Und ein Weib, das ein Kind an der Brust hielt, sagte: "Rede uns von den Kindern."

Und er sprach also:

Eure Kinder sind nicht eure Kinder.

Es sind die Söhne und Töchter von des Lebens Verlangen nach sich selber.

Sie kommen durch euch, doch nicht von euch;

Und sind sie auch bei euch, so gehören sie euch doch nicht.

Ihr dürft ihnen eure Liebe geben, doch nicht eure Gedanken,

Denn sie haben ihre eigenen Gedanken.

Ihr dürft ihren Leib behausen, doch nicht ihre Seele,

Denn ihre Seele wohnt im Hause von Morgen, das ihr nicht zu betreten vermöget, selbst nicht in euren Träumen.

Ihr dürft euch bestreben, ihnen gleich zu werden, doch suchet nicht, sie euch gleich zu machen.

Denn das Leben läuft nicht rückwärts, noch verweilet es beim Gestern.

Ihr seid die Bogen, von denen eure Kinder als lebende Pfeile entsandt erden.
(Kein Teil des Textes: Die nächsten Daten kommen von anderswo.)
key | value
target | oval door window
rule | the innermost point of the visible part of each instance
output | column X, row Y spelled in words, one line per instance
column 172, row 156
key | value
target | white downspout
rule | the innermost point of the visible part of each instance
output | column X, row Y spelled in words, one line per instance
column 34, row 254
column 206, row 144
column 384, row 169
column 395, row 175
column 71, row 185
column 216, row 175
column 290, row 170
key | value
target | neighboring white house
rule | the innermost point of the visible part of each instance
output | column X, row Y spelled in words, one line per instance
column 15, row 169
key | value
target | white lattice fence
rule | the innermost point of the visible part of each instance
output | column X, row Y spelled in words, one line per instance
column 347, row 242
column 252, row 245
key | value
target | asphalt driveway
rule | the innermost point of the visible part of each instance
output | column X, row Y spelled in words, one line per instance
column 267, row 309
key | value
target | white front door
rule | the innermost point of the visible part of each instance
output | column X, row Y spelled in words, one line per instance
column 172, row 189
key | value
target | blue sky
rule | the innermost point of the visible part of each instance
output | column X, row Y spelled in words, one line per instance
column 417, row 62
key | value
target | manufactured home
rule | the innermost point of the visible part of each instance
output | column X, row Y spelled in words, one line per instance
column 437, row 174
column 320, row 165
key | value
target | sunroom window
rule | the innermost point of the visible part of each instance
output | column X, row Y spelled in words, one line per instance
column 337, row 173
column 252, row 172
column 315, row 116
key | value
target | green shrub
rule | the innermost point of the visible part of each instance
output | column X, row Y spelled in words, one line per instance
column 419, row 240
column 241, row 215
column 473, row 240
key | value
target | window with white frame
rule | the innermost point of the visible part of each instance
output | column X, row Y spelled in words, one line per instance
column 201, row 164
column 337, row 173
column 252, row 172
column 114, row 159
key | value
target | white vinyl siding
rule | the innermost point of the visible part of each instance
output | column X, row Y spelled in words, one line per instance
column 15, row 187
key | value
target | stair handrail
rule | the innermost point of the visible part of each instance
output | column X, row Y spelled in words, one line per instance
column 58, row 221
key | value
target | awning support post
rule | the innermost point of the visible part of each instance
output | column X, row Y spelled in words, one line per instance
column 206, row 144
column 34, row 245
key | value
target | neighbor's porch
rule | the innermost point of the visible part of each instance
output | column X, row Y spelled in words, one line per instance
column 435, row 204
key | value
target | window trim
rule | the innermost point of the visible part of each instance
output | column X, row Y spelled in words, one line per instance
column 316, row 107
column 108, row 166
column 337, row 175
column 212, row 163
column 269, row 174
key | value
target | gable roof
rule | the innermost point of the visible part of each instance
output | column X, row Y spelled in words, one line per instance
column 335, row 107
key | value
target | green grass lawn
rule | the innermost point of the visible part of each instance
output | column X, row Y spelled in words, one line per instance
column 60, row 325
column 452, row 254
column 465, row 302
Der Schütze sieht das Zeichen auf dem Pfade der Unendlichkeit, und Er biegt euch mit Seiner Macht, auf dass Seine Pfeile schnell und weit fliegen.

Möge das Biegen in des Schützen Hand euch zur Freude gereichen;

Denn gleich wie Er den fliegenden Pfeil liebet, so liebt Er auch den Bogen, der standhaft bleibt.